# Continental Giant Colour Identification



## Penguin007 (Sep 9, 2016)

Hi - My sister and I bought a Continental Giant doe at 8 weeks old from a new breeder near me about 7 months ago now.

The woman sold her to us as a blue self and showed us both of her parents. (Her father was pure black and her mother was a very rich looking blue). After her telling us that the mother was also a blue self, we thought to our selves that she would look just like her mother. We don't mind that she's different to her mother at all, she's an amazing bunny and we all love her to bits but we would just like to know what colour she is.

But as she shed out her baby fluff she has come out a kind of steely-bluey colour with silver flecks? I've tried to find out what she is myself but all I've managed to find are people telling me she's either a blue agouti or a blue steel but I don't even know if these colours exist in Continental Giants. I was wondering if anyone could identify her colour for me?

Thank you


----------



## sskmick (Feb 4, 2008)

I have no idea of her colour I'm afraid, just wanted to have a look at her, didn't want to read and run.

She looks very content.


----------



## Penguin007 (Sep 9, 2016)

Thank you, she is a very sweet and gentle girl, but her colour seems to be a mystery to everyone?
I've messaged few different conti breeders in my area and no one seems to know :/


----------



## sskmick (Feb 4, 2008)

Just wondering why it is so important to you. Are you wanting to show her, if so, was the breeder aware of this. Is it because you want to breed her. Is it because the colours of Continental Rabbits are limited or that certain colours are not desirable.

If you don't get any answers - so what, you have a beautiful Conti with unique colouring.


----------



## Penguin007 (Sep 9, 2016)

She is a pet and only a pet for not only my sister but the whole family. We didn't buy her with the intention of breeding her so I didn't really ask any parentage questions.
We were just curious as to what colour she was as I had a blue when I was a lot younger who was completely blue other than his yellow feet. I know the colour she isn't necessary as we don't have her for breeding or anything but still it would be nice to know.
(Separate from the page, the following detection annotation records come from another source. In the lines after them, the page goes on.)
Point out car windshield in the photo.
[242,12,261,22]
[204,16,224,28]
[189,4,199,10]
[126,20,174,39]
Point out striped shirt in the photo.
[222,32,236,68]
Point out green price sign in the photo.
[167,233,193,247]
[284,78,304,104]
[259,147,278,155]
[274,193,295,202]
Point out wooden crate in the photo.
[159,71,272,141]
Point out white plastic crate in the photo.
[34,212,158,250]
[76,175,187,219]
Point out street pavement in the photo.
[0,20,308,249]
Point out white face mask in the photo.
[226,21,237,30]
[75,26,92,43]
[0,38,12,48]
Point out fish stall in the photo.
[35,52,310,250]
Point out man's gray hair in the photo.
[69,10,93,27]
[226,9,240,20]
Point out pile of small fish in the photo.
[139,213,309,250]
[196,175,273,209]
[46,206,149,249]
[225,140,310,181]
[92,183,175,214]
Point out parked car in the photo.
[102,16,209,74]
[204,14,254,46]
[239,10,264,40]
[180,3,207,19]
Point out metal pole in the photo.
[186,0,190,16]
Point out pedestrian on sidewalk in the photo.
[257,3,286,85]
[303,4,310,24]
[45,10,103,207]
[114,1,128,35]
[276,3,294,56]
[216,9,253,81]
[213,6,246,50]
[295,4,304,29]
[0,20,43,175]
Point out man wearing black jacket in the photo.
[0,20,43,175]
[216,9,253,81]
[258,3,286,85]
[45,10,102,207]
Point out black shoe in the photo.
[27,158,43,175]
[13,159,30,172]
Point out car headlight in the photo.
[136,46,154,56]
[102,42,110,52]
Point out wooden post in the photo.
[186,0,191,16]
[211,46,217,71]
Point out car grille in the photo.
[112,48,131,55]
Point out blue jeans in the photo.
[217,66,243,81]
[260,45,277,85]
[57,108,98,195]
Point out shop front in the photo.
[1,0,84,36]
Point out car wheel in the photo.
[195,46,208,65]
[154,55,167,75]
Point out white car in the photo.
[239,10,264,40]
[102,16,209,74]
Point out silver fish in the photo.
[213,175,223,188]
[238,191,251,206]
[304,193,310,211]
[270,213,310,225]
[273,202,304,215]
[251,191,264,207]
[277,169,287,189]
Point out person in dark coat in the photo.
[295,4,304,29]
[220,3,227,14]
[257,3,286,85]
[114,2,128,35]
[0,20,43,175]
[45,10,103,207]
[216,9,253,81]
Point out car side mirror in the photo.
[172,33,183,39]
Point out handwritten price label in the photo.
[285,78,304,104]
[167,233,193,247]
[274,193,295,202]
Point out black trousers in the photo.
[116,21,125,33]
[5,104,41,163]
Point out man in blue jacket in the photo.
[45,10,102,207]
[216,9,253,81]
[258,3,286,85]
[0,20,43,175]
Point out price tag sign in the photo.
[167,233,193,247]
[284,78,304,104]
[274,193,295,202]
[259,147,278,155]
I'm not a continental giant rabbit breeder or someone who shows them, I just love these rabbits.
I've never had a blue with silver flecks in her coat before so I just wanted to know what that colour was called.


----------



## sskmick (Feb 4, 2008)

I understand, it would be interesting to know. If you find out I hope you will update this thread.


----------



## Hannah9t9 (Sep 15, 2016)

Hope this helps.


----------



## Penguin007 (Sep 9, 2016)

Thank you Hannah9t9 - According to this, it sounds like she might be a Dark Steel.


----------



## Hannah9t9 (Sep 15, 2016)

Your welcome. Have just got myself a lovely yellow conti so have been doing lots of research. Glad I could help.


----------